Gegen die Anordnung der öffentlichen Zustellung bestehen gerichtliche Rechtsschutzmöglichkeiten. Betroffene können insbesondere dann gegen die Anordnung vorgehen, wenn sie nachweislich über einen zustellfähigen Wohnsitz verfügen oder die Voraussetzungen zum Erlass der öffentlichen Zustellung nicht vorlegen. Die Anordnung kann mit der sofortigen Beschwerde (§ 567 ZPO) oder – im Verwaltungsverfahren – mit den allgemeinen Rechtsbehelfen (Widerspruch, Klage) angefochten werden. Wurde die öffentliche Zustellung bereits vollzogen und ist es dadurch zu Rechtsnachteilen gekommen, besteht über die Wiederaufnahme des Verfahrens oder den Antrag auf Wiedereinsetzung in den vorigen Stand unter bestimmten engen Voraussetzungen die Möglichkeit, sich gegen die Folgen zu wehren. Voraussetzung ist stets, dass der Adressat ohne Verschulden an der Kenntniserlangung gehindert war und unverzüglich nach Kenntnisnahme des Verfahrens handelt.
Welche alternativen Zustellungsformen sind vor einer öffentlichen Zustellung zwingend auszuschöpfen?
Vor Anordnung der öffentlichen Zustellung sind sämtliche andere gesetzlich vorgesehenen Zustellungsformen auszuschöpfen. Hierzu zählen die persönliche Zustellung, die Zustellung an einen Empfangsbevollmächtigten, die Ersatzzustellung (z.B. Einlegen in den Briefkasten oder Übergabe an eine geeignete Ersatzperson), sowie – falls bekannt – die Zustellung an eine besondere Anschrift (etwa am Arbeitsplatz oder an inländische Verfahrensbevollmächtigte). Ebenso ist zu prüfen, ob eine Zustellung im Ausland nach den geltenden völkerrechtlichen Bestimmungen wie dem Haager Zustellungsübereinkommen möglich ist. Erst wenn nach sorgfältiger Ermittlung (etwa mithilfe von Einwohnermeldeamtsanfragen, Abfragen bei Botschaften und weiteren Ausforschungsmaßnahmen) der Aufenthaltsort des Empfängers tatsächlich nicht festzustellen oder die Zustellung mit unverhältnismäßigen Schwierigkeiten verbunden ist, darf die öffentliche Zustellung als letztes Mittel gewählt werden.
Wie werden personenbezogene Daten bei der öffentlichen Zustellung geschützt?

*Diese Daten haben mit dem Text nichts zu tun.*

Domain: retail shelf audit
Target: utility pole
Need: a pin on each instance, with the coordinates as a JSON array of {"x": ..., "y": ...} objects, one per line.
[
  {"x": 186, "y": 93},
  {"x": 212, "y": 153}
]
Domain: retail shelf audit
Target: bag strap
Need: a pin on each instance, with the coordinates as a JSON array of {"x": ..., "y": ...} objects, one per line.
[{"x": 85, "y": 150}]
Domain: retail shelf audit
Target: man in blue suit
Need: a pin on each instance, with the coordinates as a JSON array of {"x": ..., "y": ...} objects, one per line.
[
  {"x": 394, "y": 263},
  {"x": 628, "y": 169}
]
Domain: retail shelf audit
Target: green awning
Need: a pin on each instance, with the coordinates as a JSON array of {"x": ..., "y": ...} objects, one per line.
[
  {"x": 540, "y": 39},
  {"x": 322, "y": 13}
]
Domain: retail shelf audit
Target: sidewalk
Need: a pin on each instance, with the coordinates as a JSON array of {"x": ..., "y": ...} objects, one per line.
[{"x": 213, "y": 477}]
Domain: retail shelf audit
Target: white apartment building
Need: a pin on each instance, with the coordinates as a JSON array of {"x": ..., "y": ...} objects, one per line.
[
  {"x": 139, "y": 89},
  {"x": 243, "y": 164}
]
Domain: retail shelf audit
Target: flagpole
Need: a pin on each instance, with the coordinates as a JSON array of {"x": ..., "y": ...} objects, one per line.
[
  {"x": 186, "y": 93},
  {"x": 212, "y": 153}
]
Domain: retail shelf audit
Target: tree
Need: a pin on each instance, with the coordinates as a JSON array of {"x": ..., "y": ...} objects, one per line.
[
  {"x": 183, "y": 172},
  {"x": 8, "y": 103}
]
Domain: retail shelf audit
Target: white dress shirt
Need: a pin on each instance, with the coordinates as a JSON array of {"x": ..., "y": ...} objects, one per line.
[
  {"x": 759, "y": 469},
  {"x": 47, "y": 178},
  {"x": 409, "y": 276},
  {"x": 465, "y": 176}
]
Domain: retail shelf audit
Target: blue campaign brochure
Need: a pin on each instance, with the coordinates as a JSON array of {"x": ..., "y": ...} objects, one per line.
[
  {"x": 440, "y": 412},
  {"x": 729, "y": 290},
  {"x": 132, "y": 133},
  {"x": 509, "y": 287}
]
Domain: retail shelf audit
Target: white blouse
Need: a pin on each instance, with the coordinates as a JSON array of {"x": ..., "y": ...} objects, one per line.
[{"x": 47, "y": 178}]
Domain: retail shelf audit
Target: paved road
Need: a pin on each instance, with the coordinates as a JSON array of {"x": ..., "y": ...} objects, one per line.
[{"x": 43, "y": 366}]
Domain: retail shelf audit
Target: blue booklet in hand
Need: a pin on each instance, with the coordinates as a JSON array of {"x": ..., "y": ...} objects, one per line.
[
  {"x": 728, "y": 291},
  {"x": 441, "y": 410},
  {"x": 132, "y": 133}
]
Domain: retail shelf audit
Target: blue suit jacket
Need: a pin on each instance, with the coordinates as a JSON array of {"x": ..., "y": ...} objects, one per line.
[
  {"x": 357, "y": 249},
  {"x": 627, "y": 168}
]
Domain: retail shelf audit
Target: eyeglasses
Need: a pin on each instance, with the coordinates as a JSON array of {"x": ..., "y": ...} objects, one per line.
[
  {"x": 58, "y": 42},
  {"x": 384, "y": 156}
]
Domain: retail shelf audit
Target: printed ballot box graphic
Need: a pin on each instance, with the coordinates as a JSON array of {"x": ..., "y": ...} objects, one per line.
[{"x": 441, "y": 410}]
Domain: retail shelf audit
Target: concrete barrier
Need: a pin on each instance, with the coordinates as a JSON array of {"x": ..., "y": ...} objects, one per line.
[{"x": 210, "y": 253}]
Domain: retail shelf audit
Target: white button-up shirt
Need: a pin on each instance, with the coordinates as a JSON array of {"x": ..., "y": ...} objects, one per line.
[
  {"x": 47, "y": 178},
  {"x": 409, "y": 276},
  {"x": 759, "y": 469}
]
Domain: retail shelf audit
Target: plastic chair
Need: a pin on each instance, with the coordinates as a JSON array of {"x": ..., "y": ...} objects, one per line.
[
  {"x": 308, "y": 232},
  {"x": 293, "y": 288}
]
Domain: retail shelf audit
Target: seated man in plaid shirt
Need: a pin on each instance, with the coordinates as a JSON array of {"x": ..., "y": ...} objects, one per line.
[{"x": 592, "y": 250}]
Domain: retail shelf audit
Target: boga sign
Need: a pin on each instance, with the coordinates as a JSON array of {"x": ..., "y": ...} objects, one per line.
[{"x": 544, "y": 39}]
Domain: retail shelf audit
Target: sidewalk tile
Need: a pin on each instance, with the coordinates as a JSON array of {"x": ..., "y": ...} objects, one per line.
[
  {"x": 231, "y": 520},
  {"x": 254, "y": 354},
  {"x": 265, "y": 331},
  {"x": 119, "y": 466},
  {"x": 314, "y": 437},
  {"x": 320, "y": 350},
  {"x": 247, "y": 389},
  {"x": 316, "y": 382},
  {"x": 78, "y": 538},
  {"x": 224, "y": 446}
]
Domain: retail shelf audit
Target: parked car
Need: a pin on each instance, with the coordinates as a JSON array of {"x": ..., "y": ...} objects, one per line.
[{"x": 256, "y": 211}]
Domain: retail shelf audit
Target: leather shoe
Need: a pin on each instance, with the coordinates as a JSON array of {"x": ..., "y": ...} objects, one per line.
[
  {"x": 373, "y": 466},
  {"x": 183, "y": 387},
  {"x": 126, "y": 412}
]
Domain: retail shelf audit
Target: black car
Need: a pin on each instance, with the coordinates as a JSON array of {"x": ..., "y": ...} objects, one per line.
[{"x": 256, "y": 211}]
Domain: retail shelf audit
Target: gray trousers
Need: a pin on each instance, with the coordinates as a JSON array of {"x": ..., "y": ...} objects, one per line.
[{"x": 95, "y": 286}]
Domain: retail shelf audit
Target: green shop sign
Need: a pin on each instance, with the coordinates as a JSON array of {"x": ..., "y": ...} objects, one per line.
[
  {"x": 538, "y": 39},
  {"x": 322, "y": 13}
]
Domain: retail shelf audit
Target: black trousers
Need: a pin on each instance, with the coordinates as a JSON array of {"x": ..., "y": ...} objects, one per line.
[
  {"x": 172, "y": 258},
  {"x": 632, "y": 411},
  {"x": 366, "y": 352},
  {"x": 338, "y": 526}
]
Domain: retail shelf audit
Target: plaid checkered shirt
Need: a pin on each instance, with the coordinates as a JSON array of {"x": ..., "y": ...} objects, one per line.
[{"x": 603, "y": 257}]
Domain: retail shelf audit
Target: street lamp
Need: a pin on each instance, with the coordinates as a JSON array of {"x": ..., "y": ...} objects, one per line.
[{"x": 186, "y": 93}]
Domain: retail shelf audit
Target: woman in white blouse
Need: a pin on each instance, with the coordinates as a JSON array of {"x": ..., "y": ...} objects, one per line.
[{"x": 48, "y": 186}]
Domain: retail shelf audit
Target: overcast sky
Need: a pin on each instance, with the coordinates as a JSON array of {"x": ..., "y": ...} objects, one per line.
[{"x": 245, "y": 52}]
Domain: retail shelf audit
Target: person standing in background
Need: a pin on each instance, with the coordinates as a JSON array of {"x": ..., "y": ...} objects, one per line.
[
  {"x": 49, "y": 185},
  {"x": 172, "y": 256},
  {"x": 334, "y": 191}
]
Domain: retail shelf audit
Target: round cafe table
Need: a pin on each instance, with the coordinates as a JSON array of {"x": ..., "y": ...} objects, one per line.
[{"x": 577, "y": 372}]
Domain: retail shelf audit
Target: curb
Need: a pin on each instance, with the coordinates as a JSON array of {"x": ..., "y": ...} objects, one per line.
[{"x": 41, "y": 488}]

Die öffentliche Zustellung stellt einen gravierenden Eingriff in den Datenschutz und das Persönlichkeitsrecht dar, da personenbezogene Daten öffentlich sichtbar gemacht werden. Deshalb ist der Grundsatz der Datenminimierung zu beachten: Es darf jeweils nur der unbedingt notwendige Umfang personenbezogener Daten veröffentlicht werden. Regelmäßig genügt die Angabe des Namens, des letzten bekannten Wohnorts und des zuzustellenden Schriftstücks; weitergehende Angaben, etwa zum Inhalt des Rechtsstreits oder zu sensiblen persönlichen Informationen, sind unzulässig. Die Einhaltung datenschutzrechtlicher Vorschriften – wie die DSGVO und das BDSG im nationalen Kontext – ist verpflichtend. Bei Verstößen kann der Betroffene sich gegen die Art und Weise der Veröffentlichung notfalls mit aufsichtsrechtlichen oder gerichtlichen Rechtsbehelfen zur Wehr setzen.